C. From whatever aspect that is considered, the tragedy of Karbalā and the massacre and plunder of Madinans are too massive and shameful; but what makes the resonance of those tragedies more painful and agonizing is that the perpetrators of such cruelities have introduced their inhuman actions as based on faith and religious foundations, to the extent that the commanders of Yazīd army in order to spur the troops to fight would shout at them ”yā khail Allāh - O Army of Allah!”3

Or, in the battle of Harrah, Muslim b. 'Uqba - the commander of Syrian army - wishes that before dying he would be able to suppress the revolt of Medina and to terminate Yazīd's opponents in order to have enough spiritual provision in his book of deeds when meeting Allah on the day of Resurrection!

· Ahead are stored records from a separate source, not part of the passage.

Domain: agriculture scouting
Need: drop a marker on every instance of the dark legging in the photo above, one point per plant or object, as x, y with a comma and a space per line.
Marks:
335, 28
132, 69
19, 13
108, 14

No doubt, such slogans, statements and tactics are more of a devilish and political nature than being rooted in ignorance and misunderstanding of religion. Unfortunately these policies and practices rapidly influenced the hearts and minds of the newly converted naïve Muslims and the weak in faith and knowledge of Islamic teachings at that time.

It is for these reasons that the true scholars and the guardians of ideological boundaries of religion have always been concerned with such misapplications and misunderstanding of religion by the begrudged and spiteful and the feebleminded. In addition, whenever possible, they have tried to represent the humane and rational essence of religion so that no counter human and imprudent movement might be able to disguise its deviated and detrimental face under superficially religious slogans and banners.

Hoping that report of this crucial period of early Islamic history may be a step towards further appreciation of the real nature of the Umayyid's Rule and its background, brutal policies and devilish tactics, its distortion of the Islamic teachings and the grievous aftermaths. It may provide lessons from this painful incident for distinguishing truth from falsehood and also serve as admonitions for avoiding wrong, inhumane, and anti-religious ways and as motivation for moving toward justice, fairness, and righteousness.

Ahmad Turābī
April 2008

  • 1. Ibn Abī al-Hadīd, Sharh-i Nahj al-Balāgha, vol. 4, p.11.
  • 2. Dhahabī, Siyar A‘lām al-Nubalā, vol. 3, p. 325.
  • 3. Al-Mufīd, Al-Irshād, vol. 2, p. 92.